HOOFDSTUK II. - Voorwaarden voor schorsing of afzetting.
Art.2. De provinciegriffier die in zijn beroepsplichten tekortkomt of die de waardigheid van zijn ambt in het gedrang brengt kan door de provincieraad geschorst of afgezet worden.
  Voor tekortkomingen begaan in zijn leiding van de werkzaamheden van het rijkspersoneel van het provinciaal gouvernement, kan hij niet worden geschorst of afgezet dan op voorstel van de provinciegouverneur.

Art.3. Vooraleer de provincieraad een tuchtmaatregel kan opleggen wordt de betrokkene door de bestendige deputatie in zijn middelen van verdediging gehoord.
  Daartoe wordt hij, ten minste tien dagen vóór zijn verschijning, door de bestendige deputatie of door de provinciegouverneur opgeroepen bij een ter post aangetekende brief.
  De oproepingsbrief vermeldt plaats, datum en uur van het verhoor, en vermeldt de ten laste gelegde feiten.

Art.4. Na ontvangst van de oproepingsbrief beschikt de betrokkene of zijn raadsman over een termijn van tien dagen om het tuchtdossier in te zien en om zijn verdedigingsmiddelen schriftelijk mede te delen aan de bestendige deputatie.

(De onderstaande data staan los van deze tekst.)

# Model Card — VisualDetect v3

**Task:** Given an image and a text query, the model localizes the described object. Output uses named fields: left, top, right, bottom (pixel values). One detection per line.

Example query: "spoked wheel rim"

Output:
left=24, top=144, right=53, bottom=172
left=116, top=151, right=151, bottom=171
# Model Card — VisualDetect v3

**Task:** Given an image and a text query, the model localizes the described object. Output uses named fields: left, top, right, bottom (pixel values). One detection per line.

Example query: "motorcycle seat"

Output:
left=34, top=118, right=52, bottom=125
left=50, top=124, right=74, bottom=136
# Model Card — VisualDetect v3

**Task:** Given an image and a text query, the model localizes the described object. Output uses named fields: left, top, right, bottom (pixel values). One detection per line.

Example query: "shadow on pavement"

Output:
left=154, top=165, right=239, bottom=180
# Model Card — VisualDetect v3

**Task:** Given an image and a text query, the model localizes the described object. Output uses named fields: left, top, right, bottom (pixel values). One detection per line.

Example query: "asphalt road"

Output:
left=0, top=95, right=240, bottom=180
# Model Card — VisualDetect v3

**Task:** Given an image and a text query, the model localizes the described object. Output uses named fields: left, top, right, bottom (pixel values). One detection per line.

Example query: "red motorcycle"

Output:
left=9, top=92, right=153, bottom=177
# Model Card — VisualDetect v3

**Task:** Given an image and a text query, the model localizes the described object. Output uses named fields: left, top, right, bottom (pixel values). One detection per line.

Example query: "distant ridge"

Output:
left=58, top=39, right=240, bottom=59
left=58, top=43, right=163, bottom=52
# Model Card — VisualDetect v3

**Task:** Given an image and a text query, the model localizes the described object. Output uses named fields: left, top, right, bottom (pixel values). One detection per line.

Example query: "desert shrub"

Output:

Art.5. Tijdens het verhoor mag de betrokkene zich door een raadsman doen bijstaan.
  Van het verhoor wordt proces-verbaal opgemaakt; er wordt voorlezing van gedaan en de betrokkene wordt verzocht het te ondertekenen.

Art.6. § 1. De bestendige deputatie legt zonder verwijl het tuchtdossier en het proces-verbaal van verhoor, samen met haar gemotiveerd advies, voor aan de provincieraad.
  Het gemotiveerd advies wordt terzelfdertijd medegedeeld aan de betrokkene.
  De voorzitter brengt de aangelegenheid op de agenda van de eerstvolgende vergadering van de provincieraad; deze doet uitspraak over de op te leggen tuchtmaatregel.
  § 2. De betrokkene kan verzoeken door de provincieraad gehoord te worden.
  De bepalingen van artikel 5 zijn op dit verhoor van toepassing.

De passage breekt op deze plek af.